Le vide, sujet admirable de film, auquel Hitchcock souhaitait tant s'attaquer. Il disait à Truffaut vouloir réaliser un film dans lequel une conversation se tiendrait sur une chaîne de montage d'une usine automobile; on verrait le châssis, puis la carrosserie, la voiture serait alors peinte, puis finie. au moment d'ouvrir les portières, un cadavre tomberait... Bien sûr, il ne l'a jamais faite, mais s'en est souvent approché. On peut dire que le meurtre impossible d'Annabella Smith (The 39 steps) ressemble un peu à cela. Ici, c'est de disparition qu'il est question, et une fois partie Miss Froy semble ne rien avoir laissé à personne. Les seuls indices seront un nom écrit dans la poussière sur une vitre, un paquet de thé, et une paire de bésicles... 

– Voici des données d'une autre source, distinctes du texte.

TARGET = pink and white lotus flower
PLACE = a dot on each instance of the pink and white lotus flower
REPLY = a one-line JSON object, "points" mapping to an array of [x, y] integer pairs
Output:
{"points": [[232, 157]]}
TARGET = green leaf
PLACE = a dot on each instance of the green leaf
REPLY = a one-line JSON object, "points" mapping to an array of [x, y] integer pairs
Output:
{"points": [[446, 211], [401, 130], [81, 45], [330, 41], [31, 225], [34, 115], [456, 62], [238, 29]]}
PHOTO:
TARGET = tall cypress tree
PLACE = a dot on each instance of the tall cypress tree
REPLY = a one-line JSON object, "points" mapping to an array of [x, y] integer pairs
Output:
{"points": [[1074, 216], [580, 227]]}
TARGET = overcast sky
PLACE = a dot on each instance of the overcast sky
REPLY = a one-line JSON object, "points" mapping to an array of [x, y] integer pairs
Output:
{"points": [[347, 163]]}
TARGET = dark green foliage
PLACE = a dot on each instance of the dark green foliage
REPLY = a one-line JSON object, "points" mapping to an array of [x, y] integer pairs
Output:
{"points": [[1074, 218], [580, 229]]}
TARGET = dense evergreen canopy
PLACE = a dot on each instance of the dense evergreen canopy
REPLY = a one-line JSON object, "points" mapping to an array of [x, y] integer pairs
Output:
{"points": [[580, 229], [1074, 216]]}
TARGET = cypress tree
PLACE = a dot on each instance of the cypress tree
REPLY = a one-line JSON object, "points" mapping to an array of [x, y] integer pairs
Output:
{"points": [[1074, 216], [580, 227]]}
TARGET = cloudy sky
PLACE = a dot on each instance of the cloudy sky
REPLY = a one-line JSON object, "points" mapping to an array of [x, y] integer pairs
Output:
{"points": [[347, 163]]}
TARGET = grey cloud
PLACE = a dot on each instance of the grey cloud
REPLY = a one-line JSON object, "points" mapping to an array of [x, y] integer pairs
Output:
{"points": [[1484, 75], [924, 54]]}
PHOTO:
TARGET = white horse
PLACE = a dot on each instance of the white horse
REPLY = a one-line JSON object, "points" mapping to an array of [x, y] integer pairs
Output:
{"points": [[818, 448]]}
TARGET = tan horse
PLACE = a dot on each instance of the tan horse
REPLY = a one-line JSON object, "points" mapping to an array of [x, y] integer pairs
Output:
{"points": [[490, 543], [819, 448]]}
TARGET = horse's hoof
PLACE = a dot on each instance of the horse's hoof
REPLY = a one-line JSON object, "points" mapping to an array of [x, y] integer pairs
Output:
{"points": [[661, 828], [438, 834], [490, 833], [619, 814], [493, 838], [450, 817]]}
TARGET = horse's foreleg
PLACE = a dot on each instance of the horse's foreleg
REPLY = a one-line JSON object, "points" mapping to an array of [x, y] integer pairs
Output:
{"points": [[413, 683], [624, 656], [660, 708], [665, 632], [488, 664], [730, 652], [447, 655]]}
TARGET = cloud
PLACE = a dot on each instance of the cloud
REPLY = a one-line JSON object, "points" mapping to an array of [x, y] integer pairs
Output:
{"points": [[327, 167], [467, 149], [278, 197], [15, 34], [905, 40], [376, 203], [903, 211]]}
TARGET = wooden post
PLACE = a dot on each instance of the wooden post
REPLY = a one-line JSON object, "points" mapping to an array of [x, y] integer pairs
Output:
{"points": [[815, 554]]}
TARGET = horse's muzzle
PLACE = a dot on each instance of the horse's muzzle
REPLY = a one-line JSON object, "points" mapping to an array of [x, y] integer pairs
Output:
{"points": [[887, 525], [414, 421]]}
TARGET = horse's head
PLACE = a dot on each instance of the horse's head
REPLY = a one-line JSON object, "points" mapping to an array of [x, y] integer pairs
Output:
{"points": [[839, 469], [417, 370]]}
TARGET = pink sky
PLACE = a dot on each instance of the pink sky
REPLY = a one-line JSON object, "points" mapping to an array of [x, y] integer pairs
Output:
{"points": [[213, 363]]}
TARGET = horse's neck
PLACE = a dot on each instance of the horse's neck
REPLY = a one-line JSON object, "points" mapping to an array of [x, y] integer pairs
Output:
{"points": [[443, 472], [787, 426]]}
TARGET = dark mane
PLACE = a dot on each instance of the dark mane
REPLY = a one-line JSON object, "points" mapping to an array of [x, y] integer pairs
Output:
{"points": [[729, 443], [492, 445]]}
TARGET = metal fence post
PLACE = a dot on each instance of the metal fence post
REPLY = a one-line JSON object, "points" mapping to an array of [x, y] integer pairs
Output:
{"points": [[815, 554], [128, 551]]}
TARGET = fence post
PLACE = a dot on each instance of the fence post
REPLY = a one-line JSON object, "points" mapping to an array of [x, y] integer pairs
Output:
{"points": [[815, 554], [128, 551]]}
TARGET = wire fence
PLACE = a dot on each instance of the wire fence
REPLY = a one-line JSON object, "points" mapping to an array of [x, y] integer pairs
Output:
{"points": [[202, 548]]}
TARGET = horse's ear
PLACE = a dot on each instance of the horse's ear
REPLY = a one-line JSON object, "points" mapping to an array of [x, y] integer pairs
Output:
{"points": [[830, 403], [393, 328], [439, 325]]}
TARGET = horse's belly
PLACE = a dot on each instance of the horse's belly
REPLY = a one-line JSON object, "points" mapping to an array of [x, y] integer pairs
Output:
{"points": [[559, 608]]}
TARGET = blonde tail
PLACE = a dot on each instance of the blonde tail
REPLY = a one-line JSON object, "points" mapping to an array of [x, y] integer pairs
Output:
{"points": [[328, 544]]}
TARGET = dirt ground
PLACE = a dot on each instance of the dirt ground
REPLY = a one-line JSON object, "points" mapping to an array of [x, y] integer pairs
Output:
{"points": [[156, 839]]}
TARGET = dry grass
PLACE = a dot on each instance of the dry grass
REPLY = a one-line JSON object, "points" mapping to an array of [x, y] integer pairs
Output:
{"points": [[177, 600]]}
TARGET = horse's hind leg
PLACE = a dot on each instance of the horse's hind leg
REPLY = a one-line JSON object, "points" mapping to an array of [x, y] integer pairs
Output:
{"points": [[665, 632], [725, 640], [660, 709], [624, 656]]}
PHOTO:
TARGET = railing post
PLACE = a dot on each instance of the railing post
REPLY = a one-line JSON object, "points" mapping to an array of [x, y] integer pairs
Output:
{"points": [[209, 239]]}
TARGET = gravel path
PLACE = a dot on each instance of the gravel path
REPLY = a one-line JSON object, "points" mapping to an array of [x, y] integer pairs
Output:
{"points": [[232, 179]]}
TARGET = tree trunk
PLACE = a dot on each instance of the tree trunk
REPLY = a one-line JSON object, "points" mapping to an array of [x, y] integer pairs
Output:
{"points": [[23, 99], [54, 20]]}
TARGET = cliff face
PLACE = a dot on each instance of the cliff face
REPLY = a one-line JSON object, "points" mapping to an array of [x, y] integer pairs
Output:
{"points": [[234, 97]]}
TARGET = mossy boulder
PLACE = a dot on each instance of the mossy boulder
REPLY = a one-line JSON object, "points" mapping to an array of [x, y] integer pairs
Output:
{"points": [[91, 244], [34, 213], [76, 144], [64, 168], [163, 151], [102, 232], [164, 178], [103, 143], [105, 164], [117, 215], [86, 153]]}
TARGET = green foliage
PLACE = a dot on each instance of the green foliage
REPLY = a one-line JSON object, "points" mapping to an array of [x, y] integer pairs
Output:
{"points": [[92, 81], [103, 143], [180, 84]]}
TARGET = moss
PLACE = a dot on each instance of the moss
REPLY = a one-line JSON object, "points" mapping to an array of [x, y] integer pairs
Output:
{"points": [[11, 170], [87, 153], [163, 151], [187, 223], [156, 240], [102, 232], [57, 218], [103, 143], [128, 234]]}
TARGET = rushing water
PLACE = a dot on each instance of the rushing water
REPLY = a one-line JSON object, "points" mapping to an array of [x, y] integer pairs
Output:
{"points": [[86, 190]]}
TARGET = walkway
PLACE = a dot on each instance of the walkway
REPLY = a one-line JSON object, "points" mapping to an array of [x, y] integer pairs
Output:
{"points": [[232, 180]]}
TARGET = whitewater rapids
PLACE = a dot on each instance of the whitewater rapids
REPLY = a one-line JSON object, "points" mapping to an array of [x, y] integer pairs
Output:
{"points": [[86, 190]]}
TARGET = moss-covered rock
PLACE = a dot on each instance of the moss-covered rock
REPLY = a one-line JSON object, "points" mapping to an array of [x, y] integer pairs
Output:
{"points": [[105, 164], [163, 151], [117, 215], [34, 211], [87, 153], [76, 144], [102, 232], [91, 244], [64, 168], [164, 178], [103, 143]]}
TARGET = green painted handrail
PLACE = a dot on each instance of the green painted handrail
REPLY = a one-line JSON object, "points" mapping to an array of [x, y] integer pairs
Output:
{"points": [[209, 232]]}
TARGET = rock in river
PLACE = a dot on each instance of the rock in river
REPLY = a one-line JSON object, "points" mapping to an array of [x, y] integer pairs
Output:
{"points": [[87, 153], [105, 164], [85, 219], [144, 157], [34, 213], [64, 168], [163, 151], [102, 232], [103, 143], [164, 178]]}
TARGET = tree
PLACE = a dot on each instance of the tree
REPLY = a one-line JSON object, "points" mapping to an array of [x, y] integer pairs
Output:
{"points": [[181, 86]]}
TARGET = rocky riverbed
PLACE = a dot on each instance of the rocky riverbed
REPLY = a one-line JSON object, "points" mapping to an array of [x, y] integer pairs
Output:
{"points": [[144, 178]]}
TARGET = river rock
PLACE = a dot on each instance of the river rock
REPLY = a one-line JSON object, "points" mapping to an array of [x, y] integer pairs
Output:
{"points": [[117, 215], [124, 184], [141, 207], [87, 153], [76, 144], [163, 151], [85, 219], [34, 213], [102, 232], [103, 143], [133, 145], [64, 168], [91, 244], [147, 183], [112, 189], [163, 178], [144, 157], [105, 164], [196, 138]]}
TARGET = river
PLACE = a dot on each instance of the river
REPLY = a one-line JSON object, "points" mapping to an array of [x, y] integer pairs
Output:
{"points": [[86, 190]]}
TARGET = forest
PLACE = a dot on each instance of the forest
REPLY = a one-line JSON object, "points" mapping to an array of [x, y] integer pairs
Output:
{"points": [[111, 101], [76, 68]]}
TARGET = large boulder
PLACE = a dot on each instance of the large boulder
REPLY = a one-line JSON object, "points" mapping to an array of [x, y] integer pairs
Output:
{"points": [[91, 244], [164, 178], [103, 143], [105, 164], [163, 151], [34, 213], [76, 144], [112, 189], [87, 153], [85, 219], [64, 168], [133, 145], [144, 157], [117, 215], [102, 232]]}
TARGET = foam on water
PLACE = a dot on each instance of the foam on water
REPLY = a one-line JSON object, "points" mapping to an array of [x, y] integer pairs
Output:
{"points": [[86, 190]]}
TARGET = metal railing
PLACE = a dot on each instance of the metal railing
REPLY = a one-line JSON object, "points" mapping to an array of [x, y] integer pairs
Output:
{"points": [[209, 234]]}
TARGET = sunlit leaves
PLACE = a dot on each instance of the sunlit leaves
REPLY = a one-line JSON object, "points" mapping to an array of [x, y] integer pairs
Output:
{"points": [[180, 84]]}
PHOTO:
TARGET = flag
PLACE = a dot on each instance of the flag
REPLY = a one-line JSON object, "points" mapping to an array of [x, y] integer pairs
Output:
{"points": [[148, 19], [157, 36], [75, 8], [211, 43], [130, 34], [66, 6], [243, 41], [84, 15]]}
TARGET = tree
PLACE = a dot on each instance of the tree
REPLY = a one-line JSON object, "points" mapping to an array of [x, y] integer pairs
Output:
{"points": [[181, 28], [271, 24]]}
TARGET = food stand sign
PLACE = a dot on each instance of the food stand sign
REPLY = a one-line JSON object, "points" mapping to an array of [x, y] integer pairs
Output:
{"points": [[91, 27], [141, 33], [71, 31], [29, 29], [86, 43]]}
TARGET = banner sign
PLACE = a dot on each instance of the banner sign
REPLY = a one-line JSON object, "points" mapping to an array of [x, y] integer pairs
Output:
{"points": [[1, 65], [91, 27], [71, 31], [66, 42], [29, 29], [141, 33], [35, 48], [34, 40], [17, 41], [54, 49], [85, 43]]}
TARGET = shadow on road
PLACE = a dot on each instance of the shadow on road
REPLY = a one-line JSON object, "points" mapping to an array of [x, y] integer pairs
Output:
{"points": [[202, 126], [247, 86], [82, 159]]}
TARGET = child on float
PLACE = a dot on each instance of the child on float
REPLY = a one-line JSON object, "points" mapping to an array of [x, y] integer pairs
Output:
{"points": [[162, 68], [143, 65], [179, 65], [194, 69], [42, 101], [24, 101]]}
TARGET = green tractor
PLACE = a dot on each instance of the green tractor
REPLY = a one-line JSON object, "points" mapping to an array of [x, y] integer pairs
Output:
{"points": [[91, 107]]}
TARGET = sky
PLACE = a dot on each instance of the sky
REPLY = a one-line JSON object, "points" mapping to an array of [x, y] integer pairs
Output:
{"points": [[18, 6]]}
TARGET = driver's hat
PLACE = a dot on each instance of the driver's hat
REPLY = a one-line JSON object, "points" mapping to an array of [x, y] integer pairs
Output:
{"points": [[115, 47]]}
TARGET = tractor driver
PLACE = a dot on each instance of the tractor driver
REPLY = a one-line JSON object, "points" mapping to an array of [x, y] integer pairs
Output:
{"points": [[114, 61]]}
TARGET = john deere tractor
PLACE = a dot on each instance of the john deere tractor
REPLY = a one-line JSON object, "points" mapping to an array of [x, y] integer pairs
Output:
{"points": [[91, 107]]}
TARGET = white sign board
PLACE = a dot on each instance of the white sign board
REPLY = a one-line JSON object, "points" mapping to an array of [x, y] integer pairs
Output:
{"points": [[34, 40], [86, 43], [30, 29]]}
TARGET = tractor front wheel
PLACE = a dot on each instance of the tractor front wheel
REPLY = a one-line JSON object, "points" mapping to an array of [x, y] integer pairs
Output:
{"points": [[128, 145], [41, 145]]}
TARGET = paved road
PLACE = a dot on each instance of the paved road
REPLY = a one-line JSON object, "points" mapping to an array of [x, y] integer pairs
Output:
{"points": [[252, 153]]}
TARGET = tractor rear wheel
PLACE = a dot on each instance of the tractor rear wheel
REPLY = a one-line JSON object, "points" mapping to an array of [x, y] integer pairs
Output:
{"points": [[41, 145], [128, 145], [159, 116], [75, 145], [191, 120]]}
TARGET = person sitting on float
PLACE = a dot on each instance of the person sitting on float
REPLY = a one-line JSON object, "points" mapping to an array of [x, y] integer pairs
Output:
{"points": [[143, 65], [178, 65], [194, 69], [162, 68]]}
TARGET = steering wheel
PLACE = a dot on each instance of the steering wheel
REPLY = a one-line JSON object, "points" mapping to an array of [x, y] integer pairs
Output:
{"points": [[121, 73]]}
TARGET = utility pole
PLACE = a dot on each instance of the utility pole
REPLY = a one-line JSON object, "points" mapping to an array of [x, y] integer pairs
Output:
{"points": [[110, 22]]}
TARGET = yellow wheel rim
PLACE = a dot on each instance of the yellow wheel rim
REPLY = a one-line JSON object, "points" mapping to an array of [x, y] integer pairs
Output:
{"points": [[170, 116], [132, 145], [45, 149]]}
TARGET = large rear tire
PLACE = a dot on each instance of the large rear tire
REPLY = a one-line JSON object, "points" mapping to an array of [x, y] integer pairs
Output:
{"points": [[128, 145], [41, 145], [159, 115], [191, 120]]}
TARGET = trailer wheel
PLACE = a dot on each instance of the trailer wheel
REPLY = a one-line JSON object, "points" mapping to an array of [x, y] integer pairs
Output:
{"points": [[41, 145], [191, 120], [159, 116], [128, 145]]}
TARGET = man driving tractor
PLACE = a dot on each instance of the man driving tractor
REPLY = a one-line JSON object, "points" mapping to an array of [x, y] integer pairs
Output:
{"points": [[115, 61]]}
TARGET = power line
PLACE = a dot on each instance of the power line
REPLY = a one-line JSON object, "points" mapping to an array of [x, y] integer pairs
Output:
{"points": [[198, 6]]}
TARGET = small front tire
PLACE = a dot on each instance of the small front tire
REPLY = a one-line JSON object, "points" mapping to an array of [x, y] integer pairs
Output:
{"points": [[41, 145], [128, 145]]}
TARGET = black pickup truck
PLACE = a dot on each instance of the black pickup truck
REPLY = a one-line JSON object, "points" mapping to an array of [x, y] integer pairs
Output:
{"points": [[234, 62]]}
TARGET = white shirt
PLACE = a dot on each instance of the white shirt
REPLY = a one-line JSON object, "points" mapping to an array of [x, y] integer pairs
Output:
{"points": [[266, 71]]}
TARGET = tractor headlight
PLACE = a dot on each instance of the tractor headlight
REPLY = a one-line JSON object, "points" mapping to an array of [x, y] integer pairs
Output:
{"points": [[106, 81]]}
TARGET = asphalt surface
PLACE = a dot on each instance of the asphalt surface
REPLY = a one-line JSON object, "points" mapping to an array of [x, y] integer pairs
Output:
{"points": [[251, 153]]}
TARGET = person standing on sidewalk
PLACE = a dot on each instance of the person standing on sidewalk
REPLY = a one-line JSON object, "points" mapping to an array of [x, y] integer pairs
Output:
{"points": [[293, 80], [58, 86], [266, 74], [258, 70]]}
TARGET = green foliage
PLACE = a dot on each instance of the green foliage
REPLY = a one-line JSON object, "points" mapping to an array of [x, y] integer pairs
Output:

Le train, on le voit bien dans le film, n'est pas qu'une métaphore de la vie, il est aussi doté d'un sens politique. N'oublions pas la préoccupation majeure de ces années de pré-guerre, l'avancée d'Hitler, l'Anschluss (Annexion de l'Autriche par l'Allemagne Nazie), les menaces sur la Tchéquoslovaquie, la Pologne... Les Anglais du film ont tous une raison de ne pas s'en soucier, préoccupés par leur nombril: les deux cricketomaniaques, la future mariée obsédée par l'auto-justification de son improbable mariage, le doux-dingue qui compile des musiques dont tout le monde se contrefiche, le couple en fuite perpétuelle... Seule miss Froy (C'est une espionne, ce qu'on apprend dans la dernière demi-heure, mais cette information est un Mac Guffin: une information vide de sens qui ne sert qu'à donner une motivation à certains personnages et certaines actions) a, on le verra, un rôle à jouer là-dedans. Et de fait, on se positionne dans le film, par rapport à elle. Admettre qu'on a vu Miss Froy, nous disent en substance Gilliatt, Launder et Hitchcock, c'est lutter contre la dictature et le Nazisme...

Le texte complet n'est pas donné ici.